Lors de cette session, le Conseil se voit à nouveau présenter un grand nombre de preuves démontrant la crise persistante de l’impunité systémique qui fait que les crimes relevant du droit international et les autres violations des droits humains restent impunis dans le pays. Il s’agit notamment de violations généralisées du droit à la vie, du droit de ne pas être soumis à la torture et à d’autres mauvais traitements, du droit à la sécurité et à la liberté de la personne, du droit à un procès équitable, du droit à un recours effectif, du droit à la liberté de religion ou de croyance, du droit à la liberté d’expression, du droit à la liberté de réunion pacifique et du droit à la liberté d’association, ainsi que du droit à la vie privée, à la santé, à l’éducation, aux moyens de subsistance et au travail, comme indiqué dans l’annexe de la présente lettre.
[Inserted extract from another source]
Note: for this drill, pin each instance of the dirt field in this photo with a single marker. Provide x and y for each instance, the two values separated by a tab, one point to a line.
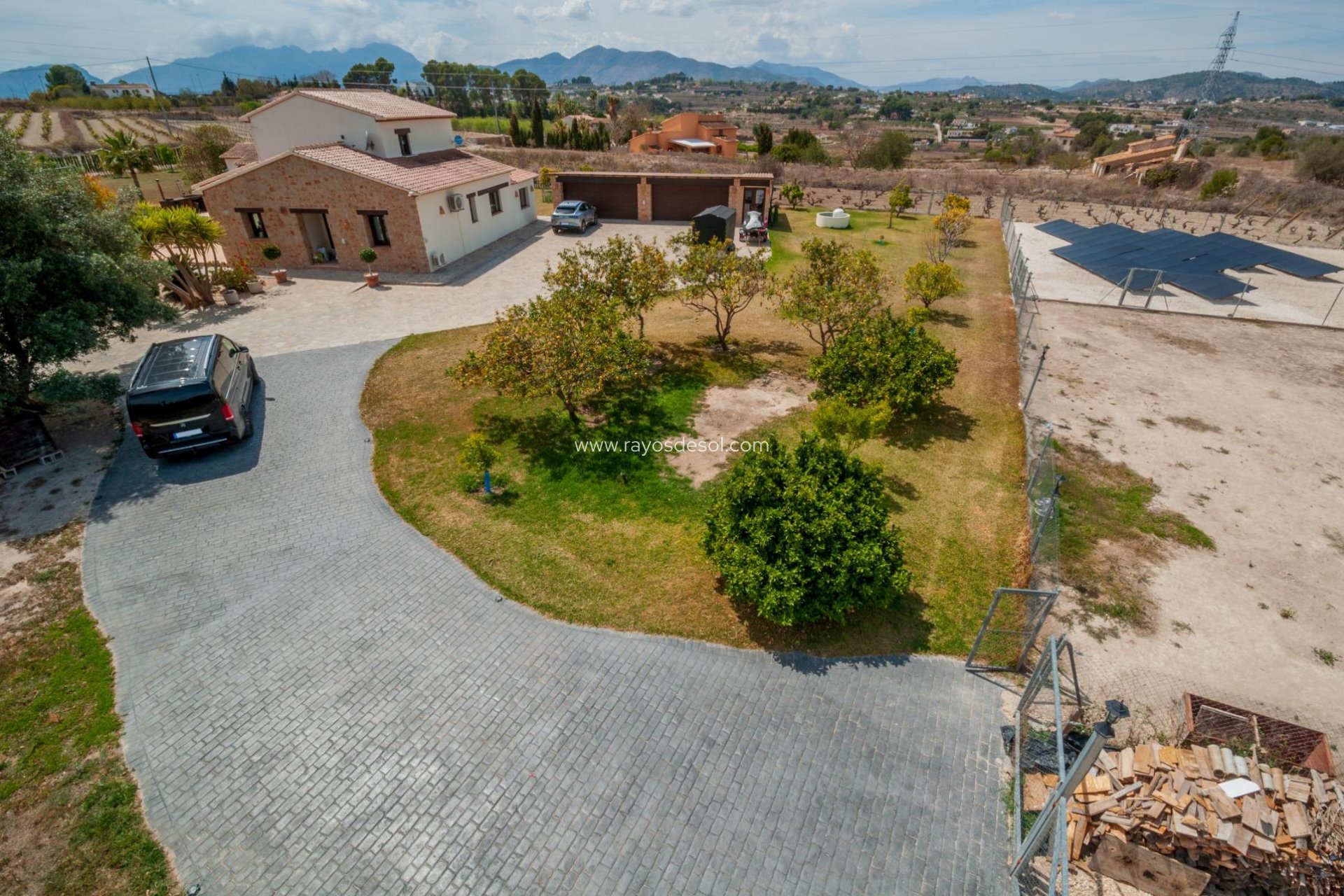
1242	428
Les femmes et les jeunes filles continuent d’être traitées comme des citoyens de seconde zone, dans un contexte de répression accrue pour avoir défié les lois dégradantes et abusives sur le port obligatoire du voile. Les personnes lesbiennes, gays, bi, trans et intersexes, ainsi que les minorités ethniques et religieuses, font également l’objet d’une discrimination systémique. Les personnes visées sont les Arabes Ahwazi, les Azéris, les Baloutches, les Kurdes et les Turkmènes ; les personnes appartenant à des minorités religieuses ou de croyance, notamment les Baha'is, les chrétiens, les Derviches Gonabadi, les juifs, les Yarsan (Ahl-e Haq), les musulmans sunnites et les athées.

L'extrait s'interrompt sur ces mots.